Il est particulièrement intéressant de noter que ce groupe considérait vivre dans des conditions « primitives ». Lorsque nous parlions de nourriture, ces personnes se rendaient compte de leur fébrilité et se comparaient avec humour à des « hommes préhistoriques » : « il nous manque plus que le gourdin ! » dit H7 en plaisantant. La précarité de leur alimentation, le sentiment de manque, les privations et l’état d’euphorie que leur procurait le moment du repas, s’associaient dans leur imagination à de la sauvagerie. La façon dont ils se jetèrent sur le reste de raviolis pour saucer le fond de la gamelle avec du pain, les fit rire aux éclats : ils se sentaient « hommes des cavernes ». Nous retrouvons ici, à propos de la nourriture, l’idée avancée à propos de l’équipement : le sentiment de vivre un ensauvagement.

Comment comprendre le fait que ces personnes, qui consomment presque exclusivement des produits issus d’une technologie industrielle moderne, se sentent redevenir sauvages ? Ne peut-on pas considérer qu’il vivent avec fébrilité une dépendance, vis-à-vis du produit technologique, qui est couplée à un abandon de ce qu’ils jugent être la « vraie bouffe » – celle qui a du goût et qui rassasie vraiment ? Les sensations et sentiments qu’ils qualifient de primitifs ne renvoient-ils pas à du primaire ? Car, bien que les figures du sauvage et du primitif soient invoquées, il ne me semble pas qu’il faille les prendre comme des métaphores ethnologiques ou historiques, mais plutôt comme des images de la « sauvagerie » interne à tout sujet. Ce groupe semble en effet revisiter, avec la distance de l’humour, les expériences primaires du manque, de la faim, de la privation et de la dépendance. Ces marcheurs se voient manger sans aucune convenance, tels des affamés plongeant avec anxiété leurs doigts dans le reste de raviolis qui a collé au fond de la gamelle, et donnent un sens à cette auto-perception. Ce repas prend des allures primitives, d’une part, parce que la nourriture est sommaire (le contenu brut d’une boîte, sans aucun accompagnement), d’autre part, parce que leur attitude a quelque chose de bestial.
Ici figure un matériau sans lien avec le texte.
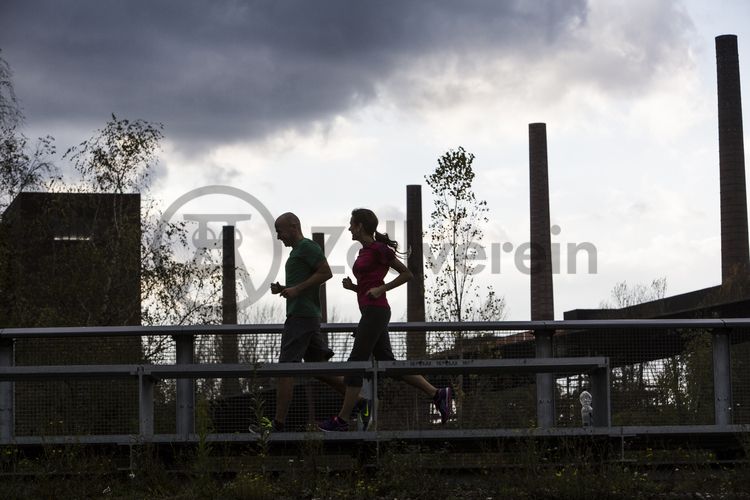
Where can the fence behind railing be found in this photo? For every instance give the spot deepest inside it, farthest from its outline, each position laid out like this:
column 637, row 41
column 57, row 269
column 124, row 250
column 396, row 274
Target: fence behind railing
column 663, row 372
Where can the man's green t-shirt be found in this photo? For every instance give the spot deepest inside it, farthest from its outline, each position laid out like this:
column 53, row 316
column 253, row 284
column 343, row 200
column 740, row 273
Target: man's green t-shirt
column 304, row 259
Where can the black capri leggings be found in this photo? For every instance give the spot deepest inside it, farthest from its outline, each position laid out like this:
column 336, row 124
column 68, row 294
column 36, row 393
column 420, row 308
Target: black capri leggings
column 371, row 340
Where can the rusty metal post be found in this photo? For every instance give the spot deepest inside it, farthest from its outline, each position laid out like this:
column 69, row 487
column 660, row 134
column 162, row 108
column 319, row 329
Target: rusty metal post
column 416, row 345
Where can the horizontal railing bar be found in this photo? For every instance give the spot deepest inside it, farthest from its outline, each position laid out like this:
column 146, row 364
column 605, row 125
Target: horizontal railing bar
column 521, row 365
column 67, row 371
column 217, row 370
column 249, row 370
column 471, row 326
column 616, row 432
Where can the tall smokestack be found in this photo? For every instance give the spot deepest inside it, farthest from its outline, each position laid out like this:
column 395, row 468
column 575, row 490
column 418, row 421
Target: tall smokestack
column 735, row 256
column 542, row 304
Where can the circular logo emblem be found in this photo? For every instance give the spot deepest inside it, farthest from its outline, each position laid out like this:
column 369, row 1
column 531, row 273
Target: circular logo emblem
column 254, row 229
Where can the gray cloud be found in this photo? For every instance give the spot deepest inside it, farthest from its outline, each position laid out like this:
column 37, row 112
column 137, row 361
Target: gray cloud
column 226, row 70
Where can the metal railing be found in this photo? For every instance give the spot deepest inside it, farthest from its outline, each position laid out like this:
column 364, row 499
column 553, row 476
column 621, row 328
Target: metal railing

Par ailleurs, les plats qu’ils ingurgitent peuvent bien être issus d’une technologie moderne, leur manque de goût, ou plus exactement l’uniformité de leur goût, les relègue au rang d’aliments élémentaires. La dimension élémentaire est d’ailleurs renforcée par le fait que cette nourriture a quelque chose de fonctionnel, ou de médical, puisque son principal intérêt est de garantir une quantité de calories. Elle a quelque chose de basique et d’utilitaire qui dénote une dimension symbolique minimaliste. Ainsi, l’usage de cette technologie utilitaire fait-elle vivre une ascèse aux randonneurs. Elle les plonge dans un monde gustatif sans diversité ni surprise, c’est-à-dire sans autre plaisir que celui de performer cette expérience ascétique. Or, cette expérience advient suite à l’absorption d’un produit hautement technologique.

En se rendant compte que cette « poudre magique », malgré la photo alléchante du sachet, ne les satisfait pas, les marcheurs vivent une chute qui les ramène à des sentiments effectivement primitifs : la faim, le manque, l’excitation, la ténacité ou le détachement face à la privation, la retenue, la fébrilité. Cette économie affective s’organise autour d’une expérience que l’on pourrait considérer génériquement comme relevant de la logique de la déception. Lorsque le sujet manque son but, cette logique le force à revenir sur son désir, à l’analyser plus ou moins consciemment et à envisager de nouveaux moyens pour parvenir à un résultat recherché. Ici, la déception des randonneurs (au demeurant probablement désirée), les force à une exploration interne qui rend palpables et qui joue avec des sensations à la fois primaires et profondes. Elle les plonge, avec un délice qui se lit dans la distanciation humoristique autant que dans la persévérance à consommer ces produits, dans une intimité qui fut, pour le nourrisson, bien plus dramatique. Une intimité est ici explorée, expérimentée, exprimée et mise à distance (observée) dans une épreuve marquée du sceau du loisir. Or, elle advient par le truchement de la technicité.